MariaDB / mariadb-docker

Docker Official Image packaging for MariaDB
https://mariadb.org
GNU General Public License v2.0
765 stars 440 forks source link

Python app works with 11.4, fails with 11.5 #604

Open lovette opened 1 month ago

lovette commented 1 month ago

I have a Python app that worked fine with Docker images 10.x through 11.4 but after it upgraded to 11.5 today, it started failing. (The error message mentions ut8mb4 so I suspect a charset issue.) I don't see anything in the Release Notes that jumps out at me as a potential cause. I tried 11.6-rc image and it fails too.

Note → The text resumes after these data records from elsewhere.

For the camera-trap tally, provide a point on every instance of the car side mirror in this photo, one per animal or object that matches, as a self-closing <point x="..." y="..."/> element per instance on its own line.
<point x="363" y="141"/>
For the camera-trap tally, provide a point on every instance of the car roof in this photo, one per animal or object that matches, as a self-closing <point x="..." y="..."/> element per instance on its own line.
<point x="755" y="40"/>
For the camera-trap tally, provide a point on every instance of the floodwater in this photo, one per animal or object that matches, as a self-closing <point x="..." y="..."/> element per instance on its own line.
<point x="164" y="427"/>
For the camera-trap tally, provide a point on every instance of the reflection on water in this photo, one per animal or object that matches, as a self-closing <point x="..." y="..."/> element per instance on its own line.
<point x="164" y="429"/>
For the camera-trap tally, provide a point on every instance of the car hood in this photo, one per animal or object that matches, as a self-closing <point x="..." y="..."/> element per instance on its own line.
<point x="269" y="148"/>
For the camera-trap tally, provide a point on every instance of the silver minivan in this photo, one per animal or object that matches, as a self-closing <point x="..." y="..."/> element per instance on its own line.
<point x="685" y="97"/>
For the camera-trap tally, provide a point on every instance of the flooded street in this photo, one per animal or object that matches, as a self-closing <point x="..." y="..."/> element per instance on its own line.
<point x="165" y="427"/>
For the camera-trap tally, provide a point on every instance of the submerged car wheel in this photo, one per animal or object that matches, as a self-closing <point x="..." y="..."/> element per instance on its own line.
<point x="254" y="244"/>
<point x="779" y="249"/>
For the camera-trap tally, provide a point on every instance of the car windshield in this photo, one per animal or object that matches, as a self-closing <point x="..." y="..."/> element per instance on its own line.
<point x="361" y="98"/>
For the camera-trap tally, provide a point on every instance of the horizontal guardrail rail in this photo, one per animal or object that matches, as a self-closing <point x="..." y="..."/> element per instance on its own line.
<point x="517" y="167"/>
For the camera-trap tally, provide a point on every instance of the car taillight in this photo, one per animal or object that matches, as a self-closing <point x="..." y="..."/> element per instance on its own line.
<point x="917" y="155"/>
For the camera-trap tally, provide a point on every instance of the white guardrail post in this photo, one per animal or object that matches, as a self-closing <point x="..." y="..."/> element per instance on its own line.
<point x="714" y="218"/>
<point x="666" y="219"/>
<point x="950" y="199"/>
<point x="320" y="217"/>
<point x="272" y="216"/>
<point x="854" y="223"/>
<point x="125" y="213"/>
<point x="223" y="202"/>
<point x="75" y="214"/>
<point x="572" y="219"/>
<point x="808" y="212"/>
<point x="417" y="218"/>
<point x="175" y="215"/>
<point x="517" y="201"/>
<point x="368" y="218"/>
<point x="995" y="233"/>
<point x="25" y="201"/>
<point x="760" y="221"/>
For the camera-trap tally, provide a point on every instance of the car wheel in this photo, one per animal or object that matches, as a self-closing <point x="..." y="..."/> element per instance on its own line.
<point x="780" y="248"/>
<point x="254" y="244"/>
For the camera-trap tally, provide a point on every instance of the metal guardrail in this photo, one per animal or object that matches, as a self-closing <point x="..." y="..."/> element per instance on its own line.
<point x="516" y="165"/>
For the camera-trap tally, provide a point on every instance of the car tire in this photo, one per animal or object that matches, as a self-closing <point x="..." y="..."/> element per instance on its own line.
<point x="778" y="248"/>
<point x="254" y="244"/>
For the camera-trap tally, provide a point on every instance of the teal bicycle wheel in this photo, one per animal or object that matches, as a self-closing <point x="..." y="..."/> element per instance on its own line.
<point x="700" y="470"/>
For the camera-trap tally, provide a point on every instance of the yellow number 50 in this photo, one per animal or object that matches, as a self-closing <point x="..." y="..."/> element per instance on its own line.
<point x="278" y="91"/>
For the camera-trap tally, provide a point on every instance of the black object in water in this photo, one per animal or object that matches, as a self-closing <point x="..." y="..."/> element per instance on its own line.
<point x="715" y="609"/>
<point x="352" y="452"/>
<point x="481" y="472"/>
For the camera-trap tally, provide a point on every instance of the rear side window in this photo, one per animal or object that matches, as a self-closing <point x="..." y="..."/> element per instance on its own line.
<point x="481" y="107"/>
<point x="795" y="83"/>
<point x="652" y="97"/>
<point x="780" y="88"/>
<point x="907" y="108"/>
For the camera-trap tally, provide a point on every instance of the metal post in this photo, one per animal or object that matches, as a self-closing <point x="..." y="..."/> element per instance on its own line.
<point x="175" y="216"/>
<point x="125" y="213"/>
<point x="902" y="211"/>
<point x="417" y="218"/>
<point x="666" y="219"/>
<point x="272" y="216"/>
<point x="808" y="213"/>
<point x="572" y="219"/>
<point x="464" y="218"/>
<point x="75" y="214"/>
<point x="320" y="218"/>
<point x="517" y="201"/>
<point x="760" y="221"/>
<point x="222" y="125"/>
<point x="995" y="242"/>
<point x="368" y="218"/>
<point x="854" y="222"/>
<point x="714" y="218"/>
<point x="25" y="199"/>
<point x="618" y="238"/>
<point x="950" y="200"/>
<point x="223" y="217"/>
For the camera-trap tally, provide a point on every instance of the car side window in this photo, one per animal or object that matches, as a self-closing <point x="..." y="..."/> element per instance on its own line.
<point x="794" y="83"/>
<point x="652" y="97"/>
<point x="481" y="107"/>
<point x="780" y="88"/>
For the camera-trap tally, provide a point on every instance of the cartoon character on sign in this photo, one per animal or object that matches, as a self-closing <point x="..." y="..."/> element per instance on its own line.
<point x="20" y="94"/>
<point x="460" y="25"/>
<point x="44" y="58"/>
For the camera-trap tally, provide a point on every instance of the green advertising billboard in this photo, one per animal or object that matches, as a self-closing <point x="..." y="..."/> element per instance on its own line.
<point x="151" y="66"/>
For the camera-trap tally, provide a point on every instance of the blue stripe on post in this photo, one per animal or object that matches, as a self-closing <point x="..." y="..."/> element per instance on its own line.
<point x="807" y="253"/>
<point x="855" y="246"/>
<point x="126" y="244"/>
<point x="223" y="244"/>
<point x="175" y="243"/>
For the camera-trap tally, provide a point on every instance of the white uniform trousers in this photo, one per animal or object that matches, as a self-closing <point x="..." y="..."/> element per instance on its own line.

As background, it's a 10 year old codebase written in Python 2.7 and uses oursql which hasn't been updated since 2012. The app has worked with every version of MariaDB since 2014 until today 😕

Not the end of the world if I'm now stuck on 11.4, but maybe there's a release issue at play?

grooverdan commented 1 month ago

There's a default collation change in https://mariadb.com/kb/en/mariadb-11-5-1-release-notes/.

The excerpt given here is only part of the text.